簡體   English   中英

比較兩個列表中常見項目的最快方法

[英]Fastest way to compare common items in two lists

我有兩個這樣的列表:

listt = [["a","abc","zzz","xxx","abc","abc"],["yyy","ggg","abc","cccc"]]

我有另一個這樣的查詢列表:

queryList = ["abc","cccc","abc","yyy"]

queryList & listt[0]共有 2 個"abc"

queryListlistt[1]共有 1 個"abc" , 1 個"cccc"和 1 個"yyy"

所以我想要一個像這樣的 output :

[2,3] #2 = Total common items between queryList & listt[0]
      #3 = Total common items between queryList & listt[1]

我目前正在使用循環來執行此操作,但這似乎很慢。 我將有數百萬個列表,每個列表有數千個項目。

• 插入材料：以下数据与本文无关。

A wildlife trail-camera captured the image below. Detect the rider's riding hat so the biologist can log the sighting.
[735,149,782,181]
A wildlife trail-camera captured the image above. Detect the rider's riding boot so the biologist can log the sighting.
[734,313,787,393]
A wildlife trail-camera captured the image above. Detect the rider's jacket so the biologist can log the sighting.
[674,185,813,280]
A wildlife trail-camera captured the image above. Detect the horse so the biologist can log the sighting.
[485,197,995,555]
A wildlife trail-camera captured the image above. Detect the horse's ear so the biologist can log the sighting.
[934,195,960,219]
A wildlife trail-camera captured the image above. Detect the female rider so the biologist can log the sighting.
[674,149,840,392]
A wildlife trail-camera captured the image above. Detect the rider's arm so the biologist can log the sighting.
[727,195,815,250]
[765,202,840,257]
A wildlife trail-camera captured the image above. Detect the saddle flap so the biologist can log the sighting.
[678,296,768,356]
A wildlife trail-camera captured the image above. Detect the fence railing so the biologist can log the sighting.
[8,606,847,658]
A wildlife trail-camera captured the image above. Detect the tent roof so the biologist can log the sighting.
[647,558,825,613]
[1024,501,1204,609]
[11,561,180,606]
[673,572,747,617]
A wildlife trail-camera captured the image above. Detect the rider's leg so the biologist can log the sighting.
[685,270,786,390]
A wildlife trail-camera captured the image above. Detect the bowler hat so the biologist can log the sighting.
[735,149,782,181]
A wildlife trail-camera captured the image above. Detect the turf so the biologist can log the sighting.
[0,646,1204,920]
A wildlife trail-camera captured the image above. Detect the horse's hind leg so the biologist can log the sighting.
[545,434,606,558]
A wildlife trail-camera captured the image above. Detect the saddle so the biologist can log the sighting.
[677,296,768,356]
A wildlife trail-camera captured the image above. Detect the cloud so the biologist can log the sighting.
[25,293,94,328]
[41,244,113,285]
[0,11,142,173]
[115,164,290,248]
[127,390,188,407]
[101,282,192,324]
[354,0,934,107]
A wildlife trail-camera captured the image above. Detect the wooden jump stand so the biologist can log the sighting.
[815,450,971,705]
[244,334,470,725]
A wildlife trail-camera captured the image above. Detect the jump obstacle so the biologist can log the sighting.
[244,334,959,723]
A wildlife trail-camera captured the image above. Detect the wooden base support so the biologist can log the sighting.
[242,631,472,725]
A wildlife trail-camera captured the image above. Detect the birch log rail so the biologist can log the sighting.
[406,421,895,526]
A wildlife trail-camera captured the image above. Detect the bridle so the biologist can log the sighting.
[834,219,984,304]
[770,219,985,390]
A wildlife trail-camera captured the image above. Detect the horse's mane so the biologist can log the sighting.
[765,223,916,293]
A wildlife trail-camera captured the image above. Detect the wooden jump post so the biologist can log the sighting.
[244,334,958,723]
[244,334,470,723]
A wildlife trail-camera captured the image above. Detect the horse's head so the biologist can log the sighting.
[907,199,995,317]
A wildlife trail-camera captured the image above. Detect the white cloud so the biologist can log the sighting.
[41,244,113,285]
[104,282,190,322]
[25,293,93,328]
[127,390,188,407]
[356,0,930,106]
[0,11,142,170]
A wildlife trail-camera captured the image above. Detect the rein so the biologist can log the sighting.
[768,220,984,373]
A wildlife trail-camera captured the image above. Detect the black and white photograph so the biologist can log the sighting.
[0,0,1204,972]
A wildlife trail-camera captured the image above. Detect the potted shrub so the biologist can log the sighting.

listt = [["a","abc","zzz","xxx","abc","abc"],["yyy","ggg","abc","cccc"]]
queryList = ["abc","cccc","abc","yyy"]

totalMatch = []
for hashtree in listt:
    matches = 0
    tempQueryHash = queryList.copy()
    for hash in hashtree:
        for i in range(len(tempQueryHash)):
            if tempQueryHash[i]==hash:
                matches +=1
                tempQueryHash[i] = "" #Don't Match the same block twice.
                break

    totalMatch.append(matches)
print(totalMatch)

好吧,我仍在學習 Python 中的技巧。 但是根據這個較早的帖子,應該可以使用以下內容:

from collections import Counter
listt = [["a","abc","zzz","xxx","abc","abc"],["yyy","ggg","abc","cccc"]]
queryList = ["abc","cccc","abc","yyy"]
OutputList = [len(list((Counter(x) & Counter(queryList)).elements())) for x in listt]
# [2, 3]

我會留意其他方法...

JvdV答案的改進。

基本上對值求和而不是對元素進行計數,並且還緩存 queryListCounter。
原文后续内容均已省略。